Incorporating Health Workforce Issues into Reproductive Health Advocacy

Patrick Mugirwa is a program officer with Partners in Population and Development (PPD) Africa Regional Office. PPD is a CapacityPlus associate partner. In February he spent a week at CapacityPlus’s Washington, DC office to plan jointly for upcoming activities.

Please tell us briefly about PPD.
PPD is a southern-run and southern-led intergovernmental alliance established in 1994 to support the implementation of the ICPD Program of Action. In order to invigorate south-south cooperation on the African continent, PPD Africa Regional Office was established in 2007.

Patrick MugirwaPPD has a vision, which is really to create a platform for promotion and resource mobilization for reproductive health and population development anchored around three elements. One is advocacy and policy dialogue, two is networking and building regional strategic partnerships, and three is sharing experiences and best practices.

What are one or two ways PPD advocates for reproductive health?
One of our target audiences are the parliamentarians. We draw our energy to advocate for reproductive health based on a number of commitments that governments have signed—like the Maputo Plan of Action, Abuja Declaration, ICPD Program of Action. So we think PPD can engage these parliamentarians to make their countries accountable on the commitments they have signed themselves.
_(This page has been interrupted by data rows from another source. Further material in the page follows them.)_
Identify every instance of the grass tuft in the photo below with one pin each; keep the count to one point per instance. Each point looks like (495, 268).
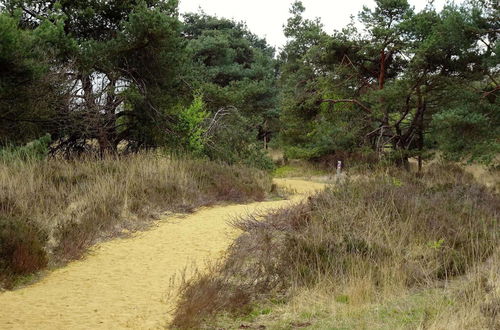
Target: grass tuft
(365, 243)
(52, 210)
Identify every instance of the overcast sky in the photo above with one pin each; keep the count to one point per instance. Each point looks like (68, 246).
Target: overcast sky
(266, 17)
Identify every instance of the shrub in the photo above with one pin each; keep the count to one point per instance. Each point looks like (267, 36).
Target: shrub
(390, 232)
(81, 202)
(35, 150)
(21, 247)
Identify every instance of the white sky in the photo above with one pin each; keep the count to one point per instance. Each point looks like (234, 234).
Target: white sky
(266, 17)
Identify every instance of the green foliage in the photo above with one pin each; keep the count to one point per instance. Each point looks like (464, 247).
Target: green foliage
(414, 81)
(21, 248)
(192, 126)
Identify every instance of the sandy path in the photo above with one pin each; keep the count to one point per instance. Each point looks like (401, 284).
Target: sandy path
(123, 283)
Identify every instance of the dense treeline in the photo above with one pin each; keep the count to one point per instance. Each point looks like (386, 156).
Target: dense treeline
(395, 81)
(116, 76)
(128, 75)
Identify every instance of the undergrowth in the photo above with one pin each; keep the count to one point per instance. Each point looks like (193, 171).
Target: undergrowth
(52, 210)
(367, 244)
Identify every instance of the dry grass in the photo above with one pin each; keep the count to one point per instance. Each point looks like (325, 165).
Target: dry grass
(391, 251)
(56, 209)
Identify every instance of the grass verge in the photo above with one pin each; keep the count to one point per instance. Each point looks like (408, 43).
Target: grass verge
(51, 211)
(390, 251)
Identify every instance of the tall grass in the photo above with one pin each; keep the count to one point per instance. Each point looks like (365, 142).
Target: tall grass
(52, 210)
(363, 241)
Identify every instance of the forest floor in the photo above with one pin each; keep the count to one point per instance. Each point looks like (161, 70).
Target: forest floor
(125, 283)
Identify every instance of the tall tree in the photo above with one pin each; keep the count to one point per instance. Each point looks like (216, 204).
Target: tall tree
(122, 60)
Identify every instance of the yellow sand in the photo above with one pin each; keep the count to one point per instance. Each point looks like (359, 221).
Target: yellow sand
(124, 283)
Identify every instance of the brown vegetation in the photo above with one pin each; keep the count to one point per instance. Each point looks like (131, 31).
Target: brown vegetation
(54, 210)
(363, 241)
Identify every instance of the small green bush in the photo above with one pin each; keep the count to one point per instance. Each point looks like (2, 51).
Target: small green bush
(21, 247)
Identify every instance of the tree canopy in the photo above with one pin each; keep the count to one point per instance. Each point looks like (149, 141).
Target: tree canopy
(115, 76)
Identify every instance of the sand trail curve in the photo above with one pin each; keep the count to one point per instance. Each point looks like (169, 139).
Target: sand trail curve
(122, 284)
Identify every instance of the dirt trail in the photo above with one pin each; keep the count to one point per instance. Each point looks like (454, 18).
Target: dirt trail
(123, 283)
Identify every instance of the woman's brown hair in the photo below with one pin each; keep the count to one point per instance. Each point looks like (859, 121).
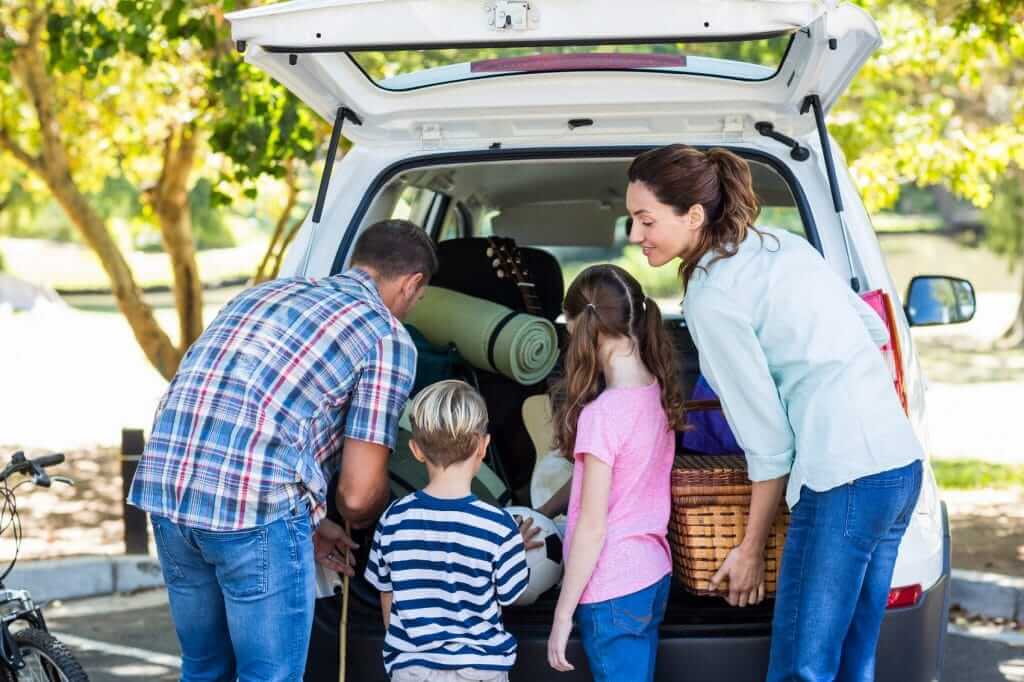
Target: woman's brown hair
(717, 179)
(607, 300)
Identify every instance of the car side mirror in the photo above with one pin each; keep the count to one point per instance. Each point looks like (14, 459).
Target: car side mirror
(935, 300)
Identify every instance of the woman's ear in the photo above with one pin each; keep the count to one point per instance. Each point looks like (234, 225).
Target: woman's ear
(696, 216)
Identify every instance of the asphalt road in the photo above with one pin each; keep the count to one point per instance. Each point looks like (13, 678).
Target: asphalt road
(131, 638)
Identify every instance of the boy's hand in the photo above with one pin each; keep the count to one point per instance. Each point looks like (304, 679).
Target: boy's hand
(332, 548)
(528, 533)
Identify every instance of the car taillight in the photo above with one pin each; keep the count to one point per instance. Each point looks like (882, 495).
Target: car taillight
(904, 596)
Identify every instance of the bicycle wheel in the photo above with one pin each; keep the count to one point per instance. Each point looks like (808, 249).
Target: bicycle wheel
(46, 658)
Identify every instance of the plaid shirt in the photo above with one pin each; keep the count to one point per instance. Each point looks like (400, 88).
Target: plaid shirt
(253, 423)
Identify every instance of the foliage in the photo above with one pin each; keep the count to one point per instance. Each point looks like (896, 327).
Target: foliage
(966, 474)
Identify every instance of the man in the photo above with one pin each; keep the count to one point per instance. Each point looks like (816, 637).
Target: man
(289, 375)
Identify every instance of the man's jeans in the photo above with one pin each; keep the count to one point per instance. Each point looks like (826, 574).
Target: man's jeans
(242, 600)
(836, 574)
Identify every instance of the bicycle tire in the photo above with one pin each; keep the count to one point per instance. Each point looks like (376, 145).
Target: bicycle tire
(54, 657)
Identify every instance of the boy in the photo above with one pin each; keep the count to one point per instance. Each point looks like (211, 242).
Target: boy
(444, 561)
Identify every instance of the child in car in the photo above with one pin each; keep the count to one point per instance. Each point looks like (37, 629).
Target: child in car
(444, 561)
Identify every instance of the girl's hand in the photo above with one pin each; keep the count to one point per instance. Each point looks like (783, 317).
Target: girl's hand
(744, 568)
(557, 641)
(529, 533)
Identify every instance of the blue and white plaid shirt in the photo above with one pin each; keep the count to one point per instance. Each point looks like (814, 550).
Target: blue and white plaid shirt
(254, 421)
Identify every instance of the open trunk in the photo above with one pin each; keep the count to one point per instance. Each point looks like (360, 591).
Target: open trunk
(571, 209)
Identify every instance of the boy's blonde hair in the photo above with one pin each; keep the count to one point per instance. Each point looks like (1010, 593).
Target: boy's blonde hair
(449, 419)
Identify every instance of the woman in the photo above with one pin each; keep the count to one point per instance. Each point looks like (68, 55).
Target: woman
(794, 355)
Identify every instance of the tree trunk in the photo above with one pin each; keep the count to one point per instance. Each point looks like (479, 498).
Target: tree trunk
(170, 202)
(52, 167)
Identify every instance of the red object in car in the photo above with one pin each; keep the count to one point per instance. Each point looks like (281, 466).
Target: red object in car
(582, 61)
(904, 596)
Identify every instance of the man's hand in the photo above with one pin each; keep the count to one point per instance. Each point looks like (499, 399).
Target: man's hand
(529, 533)
(744, 568)
(332, 548)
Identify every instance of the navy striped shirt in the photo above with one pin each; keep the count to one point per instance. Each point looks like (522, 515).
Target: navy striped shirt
(452, 564)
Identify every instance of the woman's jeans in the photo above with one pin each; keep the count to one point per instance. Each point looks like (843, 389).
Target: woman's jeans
(620, 635)
(242, 600)
(836, 574)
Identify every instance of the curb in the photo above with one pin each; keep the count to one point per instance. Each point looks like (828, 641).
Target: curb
(988, 595)
(85, 577)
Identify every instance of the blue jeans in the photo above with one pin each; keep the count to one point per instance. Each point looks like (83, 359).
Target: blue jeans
(242, 600)
(620, 635)
(836, 574)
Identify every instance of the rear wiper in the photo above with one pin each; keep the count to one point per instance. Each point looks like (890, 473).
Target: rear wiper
(797, 152)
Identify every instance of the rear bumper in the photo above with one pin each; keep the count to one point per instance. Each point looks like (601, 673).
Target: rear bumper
(909, 650)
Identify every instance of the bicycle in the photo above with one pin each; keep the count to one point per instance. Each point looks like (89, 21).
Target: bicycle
(28, 650)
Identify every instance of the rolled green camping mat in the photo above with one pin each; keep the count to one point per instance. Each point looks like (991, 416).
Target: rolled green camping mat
(489, 336)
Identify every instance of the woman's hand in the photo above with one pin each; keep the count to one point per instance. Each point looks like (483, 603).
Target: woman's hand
(557, 641)
(744, 568)
(332, 548)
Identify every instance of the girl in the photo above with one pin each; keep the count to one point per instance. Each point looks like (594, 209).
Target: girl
(617, 408)
(794, 354)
What is it the countries have done, what are the progresses, what are the constraints, and what are the enabling factors for others to learn from them?

Another target audience are the high-level technical people at the level of directors in the governments. Pretty much you find that even when policies are in place they need to be moved, they need to be implemented. So where we find that technical people are not moving so fast, we bring them aboard and they become our target audience for advocacy as well.

How do you think learning more about health workforce issues will support PPD’s advocacy work?
To talk about sexual and reproductive health, which is the core of PPD’s advocacy, and not to talk about human resources for health—then the equation is not complete. It is the whole continuum of components, and of course human resources for health is part and parcel [for service delivery]. So for us to have meaningful advocacy for sexual and reproductive health, of necessity human resources for health must be one of the major components we must advocate for, otherwise the equation remains incomplete.

I think PPD and CapacityPlus are like-minded, and our objectives seem to be the same. Whether we talk of human resources for health or sexual and reproductive health, we are really talking about this same issue, because behind every good health outcome there must be numbers behind it—and by numbers here I’m talking about human resources for health.